Ideale

Britta Lumer, Stolze Person in Wiener-Naht, 2017, Tuschelavierung auf Papier, 140 x100 cm
Artists
Start Date
End Date
Opening Times
Tue-Fri 11am-6pm, Sat 12-4pm and by appointment
Vernissage
Friday, 17th November, 6-9pm
Location

Ideale

Indian ink on paper – Body Portraits

Temperaments, characters, types – by choosing the title Ideale (Ideals) for the exhibition of her latest works, Britta Lumer evokes a tradition in social criticism that has illuminated the interaction among observation, judgment, and categorization since time immemorial. Lumer shows large-format full-body portraits, executed as ink paintings using watercolor technique. In this context, “ideals” belong in the world of politics of the body. This form of politics establishes a contemporary form of public view of the private and personal that people cannot escape at will. Lumer’s field of exploration through painting can be situated by stating that the body does not exist simply for itself. Instead, our perceptions of our own bodies and those of others – as the social creatures we are – are prepared, overlaid, and at the same time “formatted” through visual practices across a host of media and everyday situations.

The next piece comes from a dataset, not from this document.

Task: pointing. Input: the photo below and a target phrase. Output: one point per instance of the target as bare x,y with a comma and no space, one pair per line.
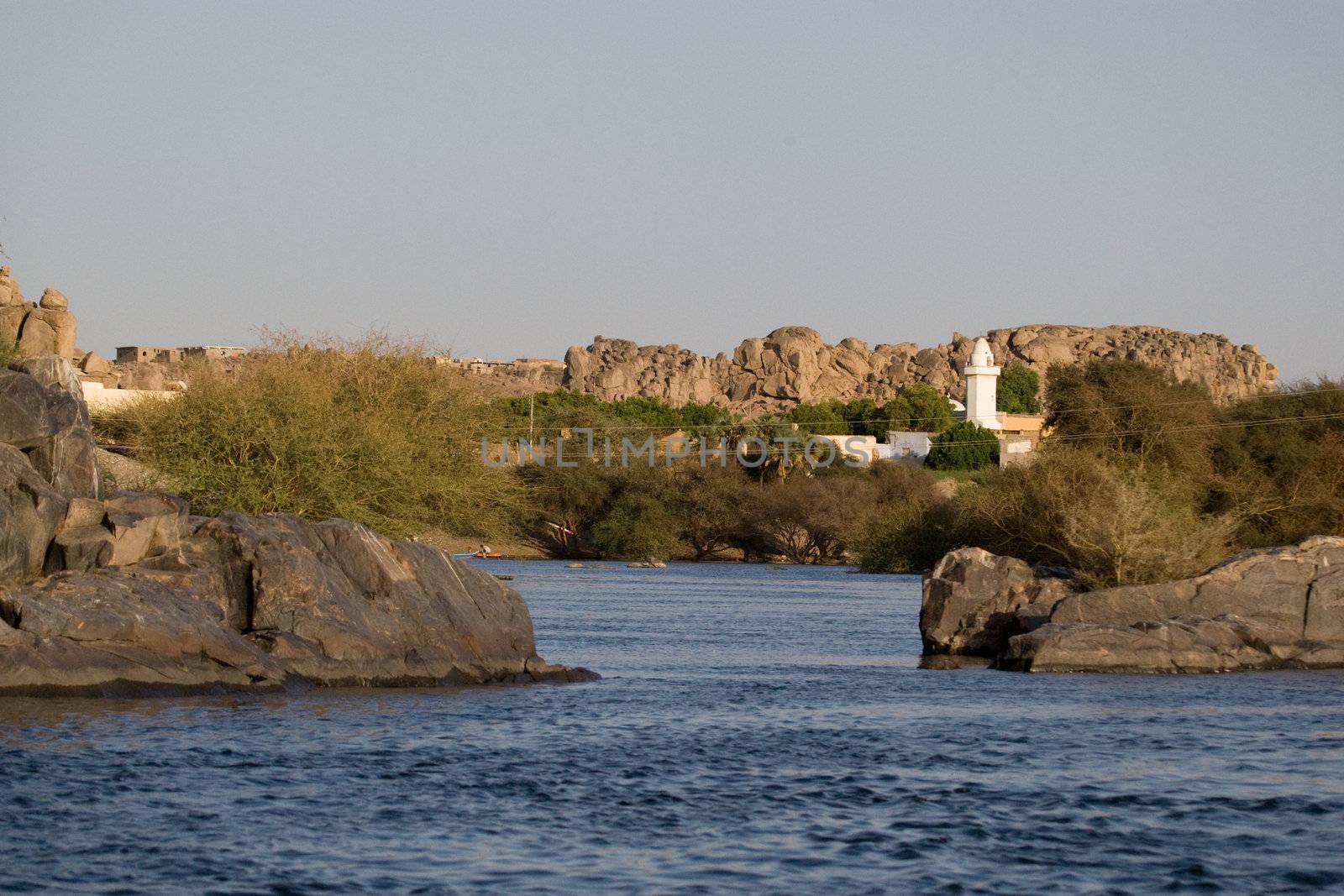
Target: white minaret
983,387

Lumer’s explorative method represents the gradual unpacking of the specific contemporary public nature of the body as public display. In counterpoint to the endless reproduction of depictions of the self and others that are only possible in the first place because they are expressed in stereotypes, what Lumer works toward in her large-format ink paintings is a depiction, unique in contemporary art, of overlays from multiple perspectives. Paradoxically, they are themselves reminiscent of complex techniques used in analog photography in particular, of multiple exposure, negative exposure, up to and including diagnostic X-ray images. In this way, she opens up both the process of painting and our own perceptions toward more radical possibilities in form. They are radical in the sense that, when we view them, they inevitably confront us with the question of the roots and justifications for our own perceptions and judgments about each other.

Lumer’s ongoing exploration and refinement of these methods, often involving highly complex arrangements, from striking portraits (of faces) to life-size full-body portraits, both enlarges the view while also sharpening the dimensions of the picture, much as going from a city map to a map of a larger area can do, opening up new orientations.

Britta Lumer (born in Frankfurt am Main in 1965) lives and works in Berlin. Tying in with the contemporary aspect of art is important to her, and it draws on various factors, not least among them her experiences with contrasting ways of life: studies in Bergen, Norway, and Frankfurt (Städel) with Georg Herold, Per Kirkeby, Luc Tuymans, Lawrence Weiner; studio in New York, instructor at ESMOD Berlin; numerous individual and group exhibitions, works and purchases in international collections.